文中选择了国内外常用消防服外层织物,如NomexⅢA、PBI/Kevlar、Kermel、芳砜纶、芳纶、阻燃棉等十二种阻燃织物,防水透湿层分别为Nomex、阻燃棉与PTFE(聚四氟乙烯)膜的层压织物,隔热层为Nomex毡、芳砜纶毡和芳纶毡。论文首先对各层织物的阻燃性、热稳定性、表面抗湿性能、拉伸性能、撕裂性能、透湿性、耐静水压等性能进行了测试。
为了模拟消防服的多层复合系统,以外层织物、防水层织物及隔热层织物作为试样,利用混合正交设计方法进行试样组合。对不同组合织物的热防护性能(TPP值)和透湿性能(WVTR)进行了测试,并利用极差分析、方差分析方法对实验结果进行了统计处理,以探讨阻燃外层、防水透湿层和隔热层织物对组合织物系统整体热防护性能和舒适性能的影响。通过分析得到:对于组合织物系统的热防护性能,各层织物的影响程度为:外层大于防水层,防水层大于隔热层;对于组合织物系统的透湿性能,各层织物的影响程度为:防水层大于隔热层,隔热层大于外层。并且通过方差分析得到:在90%置信水平下,外层织物和防水层织物分别对组合织物系统的热防护性能和透湿性能具有显著的影响。

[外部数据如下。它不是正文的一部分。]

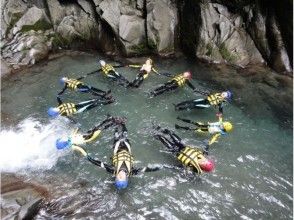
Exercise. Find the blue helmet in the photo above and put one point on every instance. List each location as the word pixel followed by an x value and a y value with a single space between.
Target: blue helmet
pixel 63 80
pixel 121 184
pixel 53 112
pixel 61 143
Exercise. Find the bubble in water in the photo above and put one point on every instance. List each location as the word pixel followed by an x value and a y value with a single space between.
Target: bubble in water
pixel 31 145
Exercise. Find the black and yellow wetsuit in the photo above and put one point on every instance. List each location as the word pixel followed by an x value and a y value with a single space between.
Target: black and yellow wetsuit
pixel 188 156
pixel 122 158
pixel 142 75
pixel 216 129
pixel 215 100
pixel 68 109
pixel 77 85
pixel 174 83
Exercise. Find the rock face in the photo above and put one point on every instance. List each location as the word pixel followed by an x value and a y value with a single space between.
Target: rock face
pixel 239 32
pixel 222 37
pixel 19 199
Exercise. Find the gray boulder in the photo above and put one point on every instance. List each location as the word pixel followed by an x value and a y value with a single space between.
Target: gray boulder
pixel 223 38
pixel 33 19
pixel 131 32
pixel 11 12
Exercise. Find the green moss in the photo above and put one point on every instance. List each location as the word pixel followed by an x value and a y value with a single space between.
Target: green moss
pixel 226 54
pixel 39 25
pixel 209 49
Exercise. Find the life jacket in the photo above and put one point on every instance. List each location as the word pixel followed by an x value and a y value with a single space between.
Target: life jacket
pixel 120 158
pixel 189 157
pixel 180 79
pixel 107 68
pixel 73 84
pixel 215 99
pixel 67 109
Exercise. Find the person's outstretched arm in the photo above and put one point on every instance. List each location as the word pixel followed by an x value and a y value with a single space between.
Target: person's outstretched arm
pixel 190 85
pixel 214 138
pixel 201 92
pixel 62 91
pixel 137 171
pixel 98 163
pixel 59 100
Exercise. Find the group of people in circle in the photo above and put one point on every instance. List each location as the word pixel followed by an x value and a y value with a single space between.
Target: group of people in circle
pixel 194 159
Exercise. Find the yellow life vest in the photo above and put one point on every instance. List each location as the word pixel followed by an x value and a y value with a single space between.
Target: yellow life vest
pixel 215 99
pixel 73 84
pixel 120 158
pixel 107 68
pixel 180 79
pixel 189 157
pixel 67 109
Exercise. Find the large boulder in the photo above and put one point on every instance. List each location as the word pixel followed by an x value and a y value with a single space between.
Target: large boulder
pixel 33 19
pixel 11 12
pixel 161 23
pixel 267 37
pixel 74 22
pixel 131 32
pixel 223 38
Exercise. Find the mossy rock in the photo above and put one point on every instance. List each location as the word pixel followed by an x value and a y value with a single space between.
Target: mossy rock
pixel 226 54
pixel 39 25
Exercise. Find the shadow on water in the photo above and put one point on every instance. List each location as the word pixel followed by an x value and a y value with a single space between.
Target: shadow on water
pixel 254 171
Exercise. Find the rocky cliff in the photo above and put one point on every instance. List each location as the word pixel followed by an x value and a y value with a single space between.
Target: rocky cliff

其次,对外层织物热防护性能的影响因素进行了分析。对于消防服用外层阻燃织物,其纤维的极限氧指数越大,则相应的织物越不易燃烧,热防护性能也越好。对于纤维组成相同的织物,其TPP值与织物的厚度、面密度具有显著的线性正相关性,即织物越厚重,TPP值越大,热防护性能也越好。除之以外,总热流量的大小及热源构成也对织物热防护性能有一定的影响,总热流量越大,造成模拟皮肤二度烧伤的时间越短;相反,总热流量越小,造成模拟皮肤二度烧伤的时间越长。而且,在84Kw/m~2高热量暴露下,对流/辐射(70/30)热源下织物的TPP值大于对流/辐射(50/50)热源下的TPP值,这说明辐射热的比例越大,皮肤越易受到损伤。
其次,论文讨论了不同热流量下水分对多层组合织物热防护性能的影响。以NI虚拟仪器为平台,以图形化编程语言Labview为工具开发了虚拟温度测试仪,并对织物中的含水量设计了四种不同的湿润状态。研究了不同强度和性质的热源下,外层织物水分的多少对多层组合织物热防护性能的影响。通过实验得到:在16.8 kw/m~2低辐射热流量暴露下,对于外层不同湿润状态的组合织物,模拟皮肤到达二度烧伤的时间为:33%水湿润状态时织物到达二度烧伤的时间最短,皮肤损伤最严重,织物66%水湿润状态时,二度烧伤时间与非湿润时相近;织物100%饱和湿润状态时热防护性能较非湿润时好。而在84 kw/m~2(50/50对流/辐射)高热流量暴露条件下,对于所有组合试样,湿润状态下的织物TPP值大于非湿润织物,即水分使织物的热防护性能上升。
最后,利用人工神经网络技术,建立了基于Matlab的织物物理性能与热防护性能之间的自适应性神经网络预测模型,并对模型进行仿真及验证。以外层织物的厚度、面密度、组织结构、经密、纬密、紧度、导热系数、极限氧指数、损毁长度共九个性能指标作为BP神经网络输入层的输入向量,输出向量为织物的TPP值,建立了消防服用外层织物的热防护性能预测模型。经过试样的训练和模型预测能力的验证,实际值与预测值的相关系数为0.952,预测平均误差为3.93%。通过比较分析得到,运用神经网络模型比线性回归模型能更精确地预测外层织物的热防护性能。
对于多层组合织物系统,以外层、防水层和隔热层织物的十二个物理指标作为BP神经网络的输入向量,输出向量为多层组合织物的TPP值,中间隐含层神经元个数为六,建立了消防服用多层组合织物的热防护性能预测模型。经过试样的训练和模型预测能力的验证,实际值与预测值的相关系数为0.962,预测平均误差为4.11%。因此,运用该模型能准确地预测多层组合织物的热防护性能。
Fire-fighter protective clothing is of great importance to firemen, as they are routinely exposed to heat and sometimes contacted with flames. So protective clothing should be comfortable and provide protection against fire and heat. Therefore, the objective of this paper is to study the thermal protective performance and comfort of firefighter-clothing fabrics and the factors which affect the thermal protective performance and comfort of fabrics. It is also to investigate optimal assembly of the overall materials in terms of their heat protection and moisture transmission.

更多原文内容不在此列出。